About Us

The Plymouth Bay Cultural District is a vibrant geographic region that includes both the Plymouth waterfront and downtown areas.  In anticipation of the approaching celebration of the 400th anniversary of its founding in 2020, Plymouth established the District in 2014 to enhance and enrich the quality of life for residents and visitors alike by coordinating and supporting activities that promote arts and culture. 

The district is defined by dynamic artistic, musical, educational, and commercial opportunities as well as historic sites and parks.  It has long been recognized as a cultural tourism destination, attracting thousands who visit historical sites such as Pilgrim Hall Museum and Pilgrim Memorial State Park, as well as art and music venues including Memorial Hall, the Spire Center for Performing Arts, and the Plymouth Center for the Arts.  In addition, the District is home to an incredible variety of art galleries, shops featuring local and artisan goods, restaurants, and a rich array of group touring opportunities by foot, trolley, or on the water. 

Plymouth’s many annual festivals complement the existing cultural assets in the District. The annual America’s Hometown Thanksgiving Celebration Parade and Festival is held on streets adjacent to the District and at the State Park.  Other local celebrations include the First Saturday Downtown Plymouth, the Plymouth Philharmonic’s July 4th Outdoor Concert, the Downtown Plymouth Waterfront Festival, Project Arts Summer Concert Series, Plymouth Farmer’s Market, A Taste of Plymouth, and many more.  

There are several public parks and gardens available for strolling and picnicking, or simply enjoying the scenery at Brewster Gardens, Town Brook, and Pilgrim Memorial State Park.

Plymouth Bay Cultural District has partnered with the Massachusetts Cultural Council to earn its designation as a regional center for creative and performing arts and culture.  Whether you're planning an exciting night on the town, a family outing or spending time with friends, the Cultural District offers something for everyone!

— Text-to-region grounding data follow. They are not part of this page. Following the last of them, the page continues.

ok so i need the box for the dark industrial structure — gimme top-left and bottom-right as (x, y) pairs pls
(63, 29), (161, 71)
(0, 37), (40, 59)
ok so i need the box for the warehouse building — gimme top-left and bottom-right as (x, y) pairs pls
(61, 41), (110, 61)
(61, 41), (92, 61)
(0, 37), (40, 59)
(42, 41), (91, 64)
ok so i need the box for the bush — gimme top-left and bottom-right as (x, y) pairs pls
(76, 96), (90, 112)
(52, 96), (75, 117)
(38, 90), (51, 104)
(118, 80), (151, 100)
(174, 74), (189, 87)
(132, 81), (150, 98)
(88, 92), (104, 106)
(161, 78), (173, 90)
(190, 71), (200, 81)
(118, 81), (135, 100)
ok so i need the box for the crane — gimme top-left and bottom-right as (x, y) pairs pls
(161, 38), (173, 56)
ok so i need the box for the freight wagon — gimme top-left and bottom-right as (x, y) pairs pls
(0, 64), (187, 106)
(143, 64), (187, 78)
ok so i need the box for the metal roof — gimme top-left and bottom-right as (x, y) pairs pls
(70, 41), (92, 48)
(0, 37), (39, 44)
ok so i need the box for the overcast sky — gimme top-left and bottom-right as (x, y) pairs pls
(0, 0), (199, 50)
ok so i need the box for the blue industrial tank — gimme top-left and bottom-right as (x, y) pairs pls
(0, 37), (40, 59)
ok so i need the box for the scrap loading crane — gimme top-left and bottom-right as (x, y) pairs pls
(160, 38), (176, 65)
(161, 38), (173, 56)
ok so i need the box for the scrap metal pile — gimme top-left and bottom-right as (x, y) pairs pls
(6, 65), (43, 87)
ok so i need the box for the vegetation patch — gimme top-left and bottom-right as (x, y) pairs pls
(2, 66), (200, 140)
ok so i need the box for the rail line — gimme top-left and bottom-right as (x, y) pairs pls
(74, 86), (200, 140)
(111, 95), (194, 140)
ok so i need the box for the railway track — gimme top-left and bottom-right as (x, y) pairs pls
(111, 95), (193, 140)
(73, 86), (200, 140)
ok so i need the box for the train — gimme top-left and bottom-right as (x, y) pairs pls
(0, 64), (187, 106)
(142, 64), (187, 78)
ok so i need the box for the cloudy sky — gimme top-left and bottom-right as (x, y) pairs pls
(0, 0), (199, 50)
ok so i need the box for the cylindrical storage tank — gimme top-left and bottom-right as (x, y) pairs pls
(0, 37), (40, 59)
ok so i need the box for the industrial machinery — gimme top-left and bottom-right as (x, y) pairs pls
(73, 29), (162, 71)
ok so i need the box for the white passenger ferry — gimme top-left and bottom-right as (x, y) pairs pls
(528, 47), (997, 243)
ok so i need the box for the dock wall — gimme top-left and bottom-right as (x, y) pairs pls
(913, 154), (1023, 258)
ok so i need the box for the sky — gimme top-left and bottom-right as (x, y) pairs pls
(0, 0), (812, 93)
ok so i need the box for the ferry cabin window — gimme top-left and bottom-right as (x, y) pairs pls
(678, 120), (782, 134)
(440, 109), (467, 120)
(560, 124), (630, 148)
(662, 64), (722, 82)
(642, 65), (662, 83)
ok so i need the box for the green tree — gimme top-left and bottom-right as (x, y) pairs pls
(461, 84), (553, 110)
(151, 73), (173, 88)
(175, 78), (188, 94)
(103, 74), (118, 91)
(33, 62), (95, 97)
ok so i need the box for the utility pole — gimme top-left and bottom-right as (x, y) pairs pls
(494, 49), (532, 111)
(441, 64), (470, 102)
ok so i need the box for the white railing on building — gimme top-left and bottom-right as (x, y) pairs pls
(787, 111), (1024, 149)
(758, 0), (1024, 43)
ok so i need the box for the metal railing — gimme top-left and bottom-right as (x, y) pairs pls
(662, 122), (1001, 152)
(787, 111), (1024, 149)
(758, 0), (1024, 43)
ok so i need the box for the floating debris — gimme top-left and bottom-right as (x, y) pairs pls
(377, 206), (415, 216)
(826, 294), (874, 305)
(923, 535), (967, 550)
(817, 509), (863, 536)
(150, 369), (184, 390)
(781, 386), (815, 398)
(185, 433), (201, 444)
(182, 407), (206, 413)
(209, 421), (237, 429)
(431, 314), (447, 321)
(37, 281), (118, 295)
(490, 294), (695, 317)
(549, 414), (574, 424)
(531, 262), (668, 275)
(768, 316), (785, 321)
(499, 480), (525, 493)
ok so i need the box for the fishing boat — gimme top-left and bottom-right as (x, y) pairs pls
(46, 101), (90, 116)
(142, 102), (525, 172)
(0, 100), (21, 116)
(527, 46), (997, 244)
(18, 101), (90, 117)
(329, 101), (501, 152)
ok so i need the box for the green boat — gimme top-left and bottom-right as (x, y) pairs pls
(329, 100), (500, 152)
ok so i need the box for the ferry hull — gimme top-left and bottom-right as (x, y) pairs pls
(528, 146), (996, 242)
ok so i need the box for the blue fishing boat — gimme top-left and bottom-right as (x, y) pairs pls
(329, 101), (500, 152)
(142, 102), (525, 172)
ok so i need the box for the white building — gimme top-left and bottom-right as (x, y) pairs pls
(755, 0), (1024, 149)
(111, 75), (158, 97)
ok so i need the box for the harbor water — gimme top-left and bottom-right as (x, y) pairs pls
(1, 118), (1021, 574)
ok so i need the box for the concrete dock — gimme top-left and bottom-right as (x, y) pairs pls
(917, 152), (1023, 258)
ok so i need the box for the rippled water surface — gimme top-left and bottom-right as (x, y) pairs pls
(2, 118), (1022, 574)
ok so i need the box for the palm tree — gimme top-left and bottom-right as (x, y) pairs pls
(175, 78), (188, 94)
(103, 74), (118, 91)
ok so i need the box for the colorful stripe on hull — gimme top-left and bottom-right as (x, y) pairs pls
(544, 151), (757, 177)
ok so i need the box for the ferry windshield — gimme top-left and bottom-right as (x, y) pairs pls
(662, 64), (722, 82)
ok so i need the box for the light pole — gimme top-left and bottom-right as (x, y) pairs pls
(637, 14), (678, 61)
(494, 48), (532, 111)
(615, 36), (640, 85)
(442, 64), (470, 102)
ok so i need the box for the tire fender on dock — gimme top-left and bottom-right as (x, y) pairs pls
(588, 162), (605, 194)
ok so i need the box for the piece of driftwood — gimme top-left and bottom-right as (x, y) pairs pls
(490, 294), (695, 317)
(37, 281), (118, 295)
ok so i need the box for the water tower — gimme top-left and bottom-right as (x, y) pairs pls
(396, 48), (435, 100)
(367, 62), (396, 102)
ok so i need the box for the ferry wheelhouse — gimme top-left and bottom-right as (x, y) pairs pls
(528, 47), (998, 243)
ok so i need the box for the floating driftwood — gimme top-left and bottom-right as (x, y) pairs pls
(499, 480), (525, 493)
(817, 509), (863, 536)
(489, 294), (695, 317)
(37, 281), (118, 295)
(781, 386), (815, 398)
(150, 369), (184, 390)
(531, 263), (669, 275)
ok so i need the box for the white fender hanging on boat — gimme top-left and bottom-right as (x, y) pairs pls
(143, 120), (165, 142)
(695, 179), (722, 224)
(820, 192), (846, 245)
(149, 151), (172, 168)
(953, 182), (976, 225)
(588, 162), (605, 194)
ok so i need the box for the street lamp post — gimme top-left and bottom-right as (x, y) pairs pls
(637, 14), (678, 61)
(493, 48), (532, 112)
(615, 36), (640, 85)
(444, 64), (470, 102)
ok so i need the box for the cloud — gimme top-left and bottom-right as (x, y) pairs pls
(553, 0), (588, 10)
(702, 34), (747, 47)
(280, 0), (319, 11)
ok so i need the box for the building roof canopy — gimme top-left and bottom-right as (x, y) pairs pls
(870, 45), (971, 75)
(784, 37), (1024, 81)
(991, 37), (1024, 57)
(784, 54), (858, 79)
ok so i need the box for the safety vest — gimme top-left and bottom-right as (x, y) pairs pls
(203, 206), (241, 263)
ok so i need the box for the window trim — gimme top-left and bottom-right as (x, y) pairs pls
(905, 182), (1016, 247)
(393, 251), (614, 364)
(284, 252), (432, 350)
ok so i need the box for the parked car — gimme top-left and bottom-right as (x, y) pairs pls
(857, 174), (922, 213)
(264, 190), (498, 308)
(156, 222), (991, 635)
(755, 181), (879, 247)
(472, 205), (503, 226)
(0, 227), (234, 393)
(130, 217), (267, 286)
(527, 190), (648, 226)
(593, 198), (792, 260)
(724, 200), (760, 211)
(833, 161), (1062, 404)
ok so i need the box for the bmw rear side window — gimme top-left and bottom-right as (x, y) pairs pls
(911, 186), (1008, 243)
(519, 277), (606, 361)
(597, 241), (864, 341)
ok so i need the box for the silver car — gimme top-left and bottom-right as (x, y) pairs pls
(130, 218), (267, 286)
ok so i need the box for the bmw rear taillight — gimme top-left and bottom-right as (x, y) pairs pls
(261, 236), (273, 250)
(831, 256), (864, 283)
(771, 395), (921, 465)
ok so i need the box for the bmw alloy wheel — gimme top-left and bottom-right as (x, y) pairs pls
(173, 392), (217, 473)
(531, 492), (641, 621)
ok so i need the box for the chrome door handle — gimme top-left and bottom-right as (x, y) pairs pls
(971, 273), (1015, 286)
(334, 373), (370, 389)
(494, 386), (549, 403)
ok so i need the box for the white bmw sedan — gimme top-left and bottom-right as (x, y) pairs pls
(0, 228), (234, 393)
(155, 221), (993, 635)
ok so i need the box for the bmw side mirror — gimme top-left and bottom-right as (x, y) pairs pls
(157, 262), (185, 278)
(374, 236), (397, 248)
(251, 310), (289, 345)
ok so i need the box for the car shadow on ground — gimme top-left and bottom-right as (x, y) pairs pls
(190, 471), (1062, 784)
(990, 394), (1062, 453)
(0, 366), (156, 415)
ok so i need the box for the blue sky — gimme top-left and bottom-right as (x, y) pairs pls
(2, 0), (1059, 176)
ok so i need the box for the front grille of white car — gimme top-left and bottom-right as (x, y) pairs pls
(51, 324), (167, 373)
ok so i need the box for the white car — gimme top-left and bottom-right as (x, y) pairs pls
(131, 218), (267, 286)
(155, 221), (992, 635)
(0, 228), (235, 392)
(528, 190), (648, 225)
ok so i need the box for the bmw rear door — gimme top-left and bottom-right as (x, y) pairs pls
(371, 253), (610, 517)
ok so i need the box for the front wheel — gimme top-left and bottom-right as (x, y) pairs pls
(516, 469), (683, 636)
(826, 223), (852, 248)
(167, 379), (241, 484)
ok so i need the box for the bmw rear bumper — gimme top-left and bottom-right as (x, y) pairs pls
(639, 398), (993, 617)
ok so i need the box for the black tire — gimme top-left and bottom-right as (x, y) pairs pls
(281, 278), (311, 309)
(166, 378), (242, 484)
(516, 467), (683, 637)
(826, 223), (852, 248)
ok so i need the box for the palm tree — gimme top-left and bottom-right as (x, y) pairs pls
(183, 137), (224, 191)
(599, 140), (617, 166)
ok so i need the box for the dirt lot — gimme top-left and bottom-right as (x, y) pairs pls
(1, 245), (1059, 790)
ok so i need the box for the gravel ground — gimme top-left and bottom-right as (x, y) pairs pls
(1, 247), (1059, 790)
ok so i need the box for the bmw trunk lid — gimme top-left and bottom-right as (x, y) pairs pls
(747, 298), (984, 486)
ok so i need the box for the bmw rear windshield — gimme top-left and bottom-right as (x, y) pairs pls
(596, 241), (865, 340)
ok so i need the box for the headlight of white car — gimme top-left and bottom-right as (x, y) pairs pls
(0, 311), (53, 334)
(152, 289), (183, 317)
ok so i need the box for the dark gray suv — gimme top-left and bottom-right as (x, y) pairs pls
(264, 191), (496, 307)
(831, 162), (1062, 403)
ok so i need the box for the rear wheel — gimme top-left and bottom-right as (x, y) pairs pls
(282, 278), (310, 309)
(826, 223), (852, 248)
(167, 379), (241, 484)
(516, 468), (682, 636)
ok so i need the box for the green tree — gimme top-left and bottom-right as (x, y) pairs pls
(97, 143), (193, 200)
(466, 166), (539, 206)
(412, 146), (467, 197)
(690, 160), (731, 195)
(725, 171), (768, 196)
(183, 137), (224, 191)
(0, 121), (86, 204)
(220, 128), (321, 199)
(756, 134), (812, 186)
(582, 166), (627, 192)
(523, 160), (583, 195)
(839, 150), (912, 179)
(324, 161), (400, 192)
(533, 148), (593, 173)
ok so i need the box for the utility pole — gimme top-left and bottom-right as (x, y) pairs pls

What is a Cultural District?

A cultural district, as defined by the Massachusetts Cultural Council (MCC), is a geographic area containing a concentration of cultural facilities, activities and assets.  Because it is walkable, it is easily identifiable to visitors and residents and serves as a center of cultural, artistic and economic activity.

The Plymouth Bay Cultural District was named the 27th Cultural District in the Commonwealth on November 19, 2014.   As host to 123 originating cultural assets, it is the largest in the Commonwealth.

The Massachusetts Cultural Council (MCC) designates approved areas as cultural districts to help communities attract artists and cultural enterprises, encourage economic growth, expand tourism, preserve and reuse historic buildings, enhance property values, and foster local cultural development.

History of Plymouth Bay Cultural District:

Downtown Plymouth is teeming with local arts and culture. Whether it be a musical or theatrical performance at the Spire Center for the Performing Arts, the annual Summer Show at the Plymouth Center for the Arts, festival and free concerts on the waterfront, or the Captain John Whale Watches out of Plymouth Harbor, our cultural district offers over 100 cultural locations that visitors and locals can take advantage of year-round.

Famous for its rich history, Plymouth contains almost three dozen historical sites and attractions, such as the Mayflower II, the replica of the ship that arrived with the Pilgrims in 1620; Cole’s Hill, one of the nation’s first burial grounds; and the Richard Sparrow House, the oldest wood frame house in America, built in 1640.


The Plymouth Bay Cultural District is first and foremost, a vehicle for local businesses and organizations offering cultural activities and programs, to connect and partner with one another, encouraging visitors to take advantage of the many local cultural experiences available. The District links popular cultural destinations on the waterfront with Main Street, and all that lies between. District facilitated programs will help visitors learn about and explore Plymouth’s cultural assets.  An online calendar makes it easy to check on the time and location of events scheduled whether visiting for an afternoon, a day or overnight.

By striving to create strong working relationships among all its cultural members and to promote partnerships with commercial enterprises The Plymouth Bay Cultural District will enhance the local creative economy and benefit us all.